We found areas of outstanding practice

  • The hospital had a multi faith resource box. This included a prayer mat, various religious texts and scriptures. There was a specific room that could be used as a ‘quiet room’ for patients and relatives to use when needed.
  • Radiology staff had completed home visits for patients with additional needs alongside the Occupational Therapist to describe the process to the patients and their families so they were fully informed, prepared and aware of the procedure to be undertaken.
  • A broad range of age appropriate information had been developed for CYP and their families. This included a range of activities, the use of pictorial cards to enhance understanding, information about bullying, safeguarding and supporting CYP with learning disabilities.
  • Pharmacy staff had developed personalised leaflets for patients regarding their medicines following joint surgery and for oncology patients.
  • Pharmacy staff had robust systems in place to safely manage and comply with medicines in the oncology service which was in line with national best practice.
  • A broad range of age appropriate information had been developed for CYP and their families. This included a range of activities, the use of pictorial cards to enhance understanding, information about bullying, safeguarding and supporting CYP with learning disabilities.
  • There was a proactive approach to understanding the needs and preferences of different groups of people and to delivering care in a way that meets those needs, which was accessible and promoted equality.
  • The hospital had a comprehensive audit and risk management structure which ensured the service had a transparent approach to the management of risk and the assurance of safety.
  • The hospital had gained and held national accreditations such as: ISO accreditation for pathology (ISO certification is a seal of approval from an external body whereby a company complies to one of the internationally recognised ISO management systems), British United Provident Association (BUPA) accreditation for breast care, bowel care, prostate care, and the cancer survivorship programme. The specialist care centre (oncology unit) had been awarded a Macmillan Mark of Quality Environment (MQEM) for achievements in quality for cancer care environment.
  • The oncology service was awarded an Exemplar award by the provider’s group clinical director and had been recognised for excellent care and service for cancer patients in 2018.

However, we also found the following issues that the service provider needs to improve:

  • The service was not carrying out face to face pre-operative assessment appointments for all children and young people, this was not on the hospital risk register.
  • Not all records in oncology had a recording of the time they were signed.
  • There had been instability in the chemotherapy leadership team during 2019 and an interim manager was in post at the time of our inspection.
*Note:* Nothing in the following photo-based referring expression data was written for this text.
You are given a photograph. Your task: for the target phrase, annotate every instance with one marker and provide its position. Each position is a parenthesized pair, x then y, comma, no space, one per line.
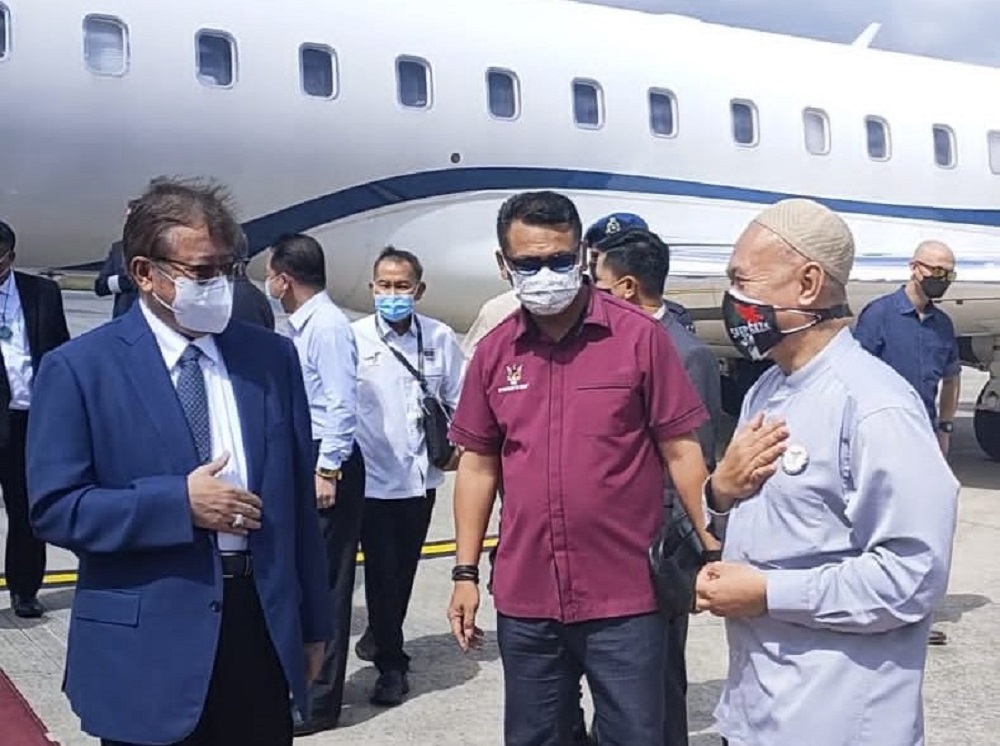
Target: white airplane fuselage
(359,170)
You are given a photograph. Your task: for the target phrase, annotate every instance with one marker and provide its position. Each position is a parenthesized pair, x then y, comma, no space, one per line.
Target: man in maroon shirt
(582,400)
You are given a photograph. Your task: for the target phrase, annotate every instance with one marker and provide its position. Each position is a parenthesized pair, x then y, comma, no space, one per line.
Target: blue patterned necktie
(194,401)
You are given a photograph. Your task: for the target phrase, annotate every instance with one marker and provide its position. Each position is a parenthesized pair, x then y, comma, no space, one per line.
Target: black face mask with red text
(752,326)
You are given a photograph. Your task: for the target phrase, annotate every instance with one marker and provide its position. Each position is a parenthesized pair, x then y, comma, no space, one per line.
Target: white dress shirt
(390,429)
(16,351)
(324,341)
(223,415)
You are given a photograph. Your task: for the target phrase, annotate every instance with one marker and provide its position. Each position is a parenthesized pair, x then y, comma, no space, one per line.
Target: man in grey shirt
(633,266)
(833,561)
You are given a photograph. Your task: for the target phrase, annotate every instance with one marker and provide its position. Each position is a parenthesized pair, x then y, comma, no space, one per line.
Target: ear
(811,284)
(141,270)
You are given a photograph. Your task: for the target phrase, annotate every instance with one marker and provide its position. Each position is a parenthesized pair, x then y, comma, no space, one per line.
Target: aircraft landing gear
(986,419)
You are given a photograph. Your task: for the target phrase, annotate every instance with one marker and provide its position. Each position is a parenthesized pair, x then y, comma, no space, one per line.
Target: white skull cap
(814,231)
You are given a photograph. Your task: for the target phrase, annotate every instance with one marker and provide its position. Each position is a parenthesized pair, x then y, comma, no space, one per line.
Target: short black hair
(7,238)
(641,254)
(300,257)
(548,209)
(171,202)
(392,254)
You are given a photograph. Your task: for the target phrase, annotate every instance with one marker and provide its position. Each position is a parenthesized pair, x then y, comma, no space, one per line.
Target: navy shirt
(922,350)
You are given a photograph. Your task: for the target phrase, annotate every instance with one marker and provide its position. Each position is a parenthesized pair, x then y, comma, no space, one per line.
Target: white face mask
(275,299)
(547,293)
(201,307)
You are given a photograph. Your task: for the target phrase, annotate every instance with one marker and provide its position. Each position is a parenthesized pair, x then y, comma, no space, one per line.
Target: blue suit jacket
(109,451)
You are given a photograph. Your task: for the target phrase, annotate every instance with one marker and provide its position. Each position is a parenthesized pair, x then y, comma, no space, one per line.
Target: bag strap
(418,374)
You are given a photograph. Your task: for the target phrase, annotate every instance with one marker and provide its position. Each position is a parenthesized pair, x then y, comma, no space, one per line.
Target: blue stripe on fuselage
(395,190)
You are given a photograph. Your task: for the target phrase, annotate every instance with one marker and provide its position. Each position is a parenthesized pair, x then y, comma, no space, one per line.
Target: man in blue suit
(170,449)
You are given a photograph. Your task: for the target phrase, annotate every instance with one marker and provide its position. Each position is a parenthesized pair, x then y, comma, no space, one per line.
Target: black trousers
(247,703)
(392,535)
(341,527)
(25,555)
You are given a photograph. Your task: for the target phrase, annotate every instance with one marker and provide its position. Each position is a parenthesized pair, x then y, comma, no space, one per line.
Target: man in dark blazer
(633,265)
(32,323)
(249,303)
(171,451)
The culture within the oncology service was variable due to leadership changes and some staff felt unsettled and unsupported.
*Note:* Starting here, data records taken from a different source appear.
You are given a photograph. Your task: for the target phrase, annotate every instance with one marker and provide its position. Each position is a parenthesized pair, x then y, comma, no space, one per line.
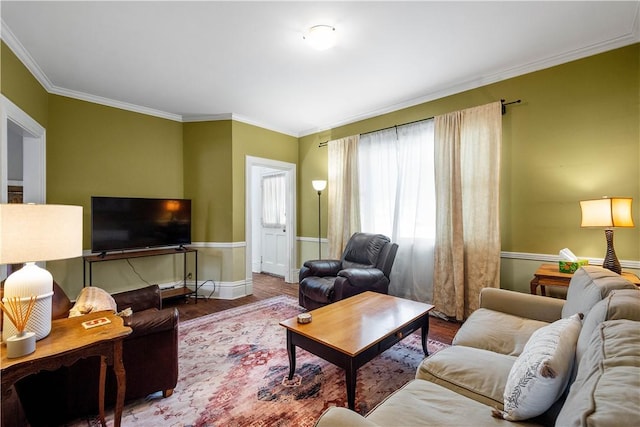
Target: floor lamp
(319,185)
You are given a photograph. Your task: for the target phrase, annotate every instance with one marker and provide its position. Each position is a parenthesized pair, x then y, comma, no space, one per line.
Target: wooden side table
(68,342)
(550,275)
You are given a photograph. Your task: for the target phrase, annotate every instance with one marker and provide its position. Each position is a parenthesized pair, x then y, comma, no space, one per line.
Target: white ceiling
(248,60)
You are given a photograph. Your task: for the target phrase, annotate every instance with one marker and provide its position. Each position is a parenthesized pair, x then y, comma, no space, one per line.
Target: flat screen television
(127,223)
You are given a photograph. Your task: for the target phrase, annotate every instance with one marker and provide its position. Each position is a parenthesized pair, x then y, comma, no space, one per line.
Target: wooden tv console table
(167,293)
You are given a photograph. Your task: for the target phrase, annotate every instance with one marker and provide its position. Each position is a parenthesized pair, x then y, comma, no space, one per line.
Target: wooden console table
(550,275)
(67,343)
(168,293)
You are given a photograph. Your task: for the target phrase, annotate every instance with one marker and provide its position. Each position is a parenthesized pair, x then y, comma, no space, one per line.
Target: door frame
(251,163)
(34,146)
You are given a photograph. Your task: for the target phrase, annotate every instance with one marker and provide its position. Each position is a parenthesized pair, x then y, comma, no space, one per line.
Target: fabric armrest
(529,306)
(139,299)
(342,417)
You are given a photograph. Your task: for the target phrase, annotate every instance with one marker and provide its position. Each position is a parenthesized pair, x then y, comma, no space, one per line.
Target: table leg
(118,369)
(424,333)
(103,376)
(291,351)
(351,375)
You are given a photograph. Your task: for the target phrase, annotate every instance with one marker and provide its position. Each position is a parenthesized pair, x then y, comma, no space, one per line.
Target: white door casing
(287,245)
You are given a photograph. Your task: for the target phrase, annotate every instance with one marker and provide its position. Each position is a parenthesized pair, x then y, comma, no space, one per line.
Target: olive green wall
(249,140)
(103,151)
(207,179)
(575,136)
(19,85)
(94,150)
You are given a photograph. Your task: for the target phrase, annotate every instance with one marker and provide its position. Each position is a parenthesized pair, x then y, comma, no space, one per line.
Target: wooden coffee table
(351,332)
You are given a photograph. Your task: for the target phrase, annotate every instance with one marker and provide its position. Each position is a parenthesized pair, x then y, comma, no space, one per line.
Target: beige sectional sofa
(489,376)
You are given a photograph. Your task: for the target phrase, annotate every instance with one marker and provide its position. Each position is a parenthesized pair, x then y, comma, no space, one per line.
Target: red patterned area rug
(233,367)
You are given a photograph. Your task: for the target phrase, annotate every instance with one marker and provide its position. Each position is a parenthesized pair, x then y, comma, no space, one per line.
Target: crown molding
(633,36)
(237,118)
(113,103)
(24,56)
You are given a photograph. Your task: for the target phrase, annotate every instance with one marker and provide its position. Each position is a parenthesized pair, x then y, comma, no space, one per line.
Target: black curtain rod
(502,101)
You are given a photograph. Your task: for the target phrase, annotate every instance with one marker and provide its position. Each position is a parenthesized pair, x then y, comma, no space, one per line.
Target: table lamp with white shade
(30,233)
(607,213)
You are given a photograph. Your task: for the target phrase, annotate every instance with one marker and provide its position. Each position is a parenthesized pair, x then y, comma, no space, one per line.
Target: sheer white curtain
(343,198)
(273,201)
(397,198)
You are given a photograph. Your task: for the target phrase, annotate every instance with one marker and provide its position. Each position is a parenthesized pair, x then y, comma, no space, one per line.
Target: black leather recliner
(365,266)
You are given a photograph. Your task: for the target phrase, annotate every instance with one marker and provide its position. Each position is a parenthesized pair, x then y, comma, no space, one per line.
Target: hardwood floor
(265,286)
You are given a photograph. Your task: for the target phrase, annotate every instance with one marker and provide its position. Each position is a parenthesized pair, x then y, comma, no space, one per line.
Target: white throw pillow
(93,299)
(540,374)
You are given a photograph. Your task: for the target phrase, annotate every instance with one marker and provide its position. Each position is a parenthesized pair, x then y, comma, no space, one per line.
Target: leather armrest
(536,307)
(139,299)
(153,321)
(361,277)
(320,268)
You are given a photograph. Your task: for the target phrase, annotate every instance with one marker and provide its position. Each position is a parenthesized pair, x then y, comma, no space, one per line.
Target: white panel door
(274,251)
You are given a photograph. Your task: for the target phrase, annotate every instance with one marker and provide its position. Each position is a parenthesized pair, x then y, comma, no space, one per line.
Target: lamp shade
(319,184)
(607,212)
(31,233)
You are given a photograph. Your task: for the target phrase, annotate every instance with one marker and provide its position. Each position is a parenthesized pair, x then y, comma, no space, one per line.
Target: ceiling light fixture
(321,37)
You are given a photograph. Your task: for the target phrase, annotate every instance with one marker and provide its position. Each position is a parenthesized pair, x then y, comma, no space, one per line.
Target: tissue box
(572,266)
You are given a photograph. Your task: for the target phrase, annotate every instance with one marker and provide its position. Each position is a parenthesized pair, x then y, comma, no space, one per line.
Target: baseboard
(223,290)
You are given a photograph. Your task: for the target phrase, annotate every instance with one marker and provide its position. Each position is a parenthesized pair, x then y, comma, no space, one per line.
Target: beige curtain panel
(344,198)
(467,165)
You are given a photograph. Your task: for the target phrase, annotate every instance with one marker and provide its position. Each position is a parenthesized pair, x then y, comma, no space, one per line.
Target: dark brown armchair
(150,356)
(365,266)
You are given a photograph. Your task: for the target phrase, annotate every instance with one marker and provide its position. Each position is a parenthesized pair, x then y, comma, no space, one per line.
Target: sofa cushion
(605,392)
(423,403)
(589,285)
(475,373)
(496,331)
(619,304)
(540,374)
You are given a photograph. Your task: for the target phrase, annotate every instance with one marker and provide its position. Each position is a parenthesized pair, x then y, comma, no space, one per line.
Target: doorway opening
(22,160)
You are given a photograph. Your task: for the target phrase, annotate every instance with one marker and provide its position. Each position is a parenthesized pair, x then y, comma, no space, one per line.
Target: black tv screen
(122,223)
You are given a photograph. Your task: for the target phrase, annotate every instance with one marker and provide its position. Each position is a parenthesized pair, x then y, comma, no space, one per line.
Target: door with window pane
(274,231)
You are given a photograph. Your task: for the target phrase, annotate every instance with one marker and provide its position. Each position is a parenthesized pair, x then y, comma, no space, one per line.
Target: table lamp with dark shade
(608,213)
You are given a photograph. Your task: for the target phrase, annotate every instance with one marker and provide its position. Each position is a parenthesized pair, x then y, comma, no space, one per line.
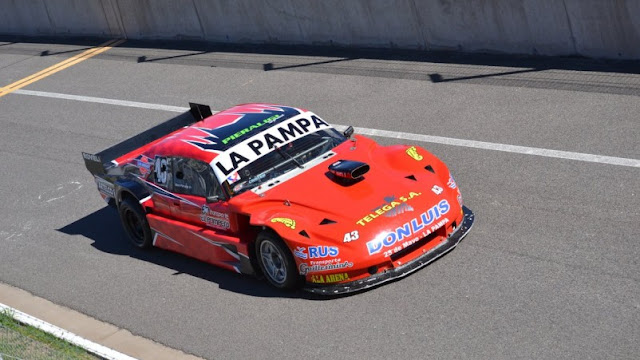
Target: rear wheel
(135,223)
(276,261)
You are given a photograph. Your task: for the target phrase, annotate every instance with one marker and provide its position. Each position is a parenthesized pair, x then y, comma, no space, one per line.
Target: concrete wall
(594,28)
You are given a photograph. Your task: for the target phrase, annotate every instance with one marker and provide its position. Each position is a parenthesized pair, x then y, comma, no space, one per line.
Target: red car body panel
(407,204)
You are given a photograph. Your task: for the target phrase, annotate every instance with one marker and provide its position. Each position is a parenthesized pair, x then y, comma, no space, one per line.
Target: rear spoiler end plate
(97,164)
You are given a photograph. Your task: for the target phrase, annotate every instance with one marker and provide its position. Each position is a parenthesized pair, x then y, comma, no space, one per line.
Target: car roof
(207,138)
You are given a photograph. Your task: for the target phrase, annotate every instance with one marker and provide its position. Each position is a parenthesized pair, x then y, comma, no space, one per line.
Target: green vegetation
(18,341)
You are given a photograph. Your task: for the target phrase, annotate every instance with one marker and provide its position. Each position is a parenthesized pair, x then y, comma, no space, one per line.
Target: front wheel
(276,261)
(135,223)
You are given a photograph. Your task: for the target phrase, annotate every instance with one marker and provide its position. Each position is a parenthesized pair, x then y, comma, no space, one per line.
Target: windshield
(284,159)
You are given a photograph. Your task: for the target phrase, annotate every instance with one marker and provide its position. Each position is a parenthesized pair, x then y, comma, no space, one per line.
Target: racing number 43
(351,236)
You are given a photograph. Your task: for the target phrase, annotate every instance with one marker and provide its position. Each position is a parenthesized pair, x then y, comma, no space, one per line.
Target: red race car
(276,190)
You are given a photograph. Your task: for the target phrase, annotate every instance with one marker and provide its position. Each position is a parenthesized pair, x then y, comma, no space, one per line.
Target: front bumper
(400,271)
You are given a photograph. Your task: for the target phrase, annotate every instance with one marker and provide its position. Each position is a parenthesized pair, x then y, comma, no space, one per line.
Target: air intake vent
(327,222)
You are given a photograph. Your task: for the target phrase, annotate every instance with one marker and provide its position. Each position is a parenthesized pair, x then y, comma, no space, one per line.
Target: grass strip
(62,348)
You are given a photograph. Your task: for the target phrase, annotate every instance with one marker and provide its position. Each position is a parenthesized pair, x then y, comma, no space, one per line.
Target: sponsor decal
(306,268)
(451,183)
(234,177)
(105,187)
(290,223)
(242,154)
(390,208)
(351,236)
(330,278)
(408,229)
(316,252)
(91,157)
(250,128)
(413,153)
(406,244)
(214,218)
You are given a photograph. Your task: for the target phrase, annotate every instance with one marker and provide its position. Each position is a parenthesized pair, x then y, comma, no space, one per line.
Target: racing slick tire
(276,261)
(135,223)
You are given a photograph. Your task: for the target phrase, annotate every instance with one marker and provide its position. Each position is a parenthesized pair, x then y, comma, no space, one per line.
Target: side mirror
(348,131)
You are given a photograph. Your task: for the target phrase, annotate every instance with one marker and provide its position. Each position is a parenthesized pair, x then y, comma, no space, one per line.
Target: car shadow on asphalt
(104,228)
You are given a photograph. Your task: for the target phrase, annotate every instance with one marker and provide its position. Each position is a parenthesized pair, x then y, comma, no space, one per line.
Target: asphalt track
(550,269)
Following this inspection, we told the provider that it should make other improvements, even though a regulation had not been breached, to help the service improve. Details are at the end of the report.

Heidi Smoult

Deputy Chief Inspector of Hospitals

Medical care (including older people’s care)

Good

Updated 10 December 2019

As surgery was the main inpatient service within the hospital, where arrangements were the same, we have reported findings in the surgery service section.

We rated this service as good because it was safe, effective, responsive and well led. We rated caring as outstanding.

Surgery

Good

Updated 10 December 2019

Surgery was the main activity of the hospital. Where our findings on surgery also apply to other services, we do not repeat the information but cross-refer to the surgery section.

Staffing was managed jointly with medical care.

We rated this service as good because it was safe, effective, responsive and well led. We rated caring as outstanding.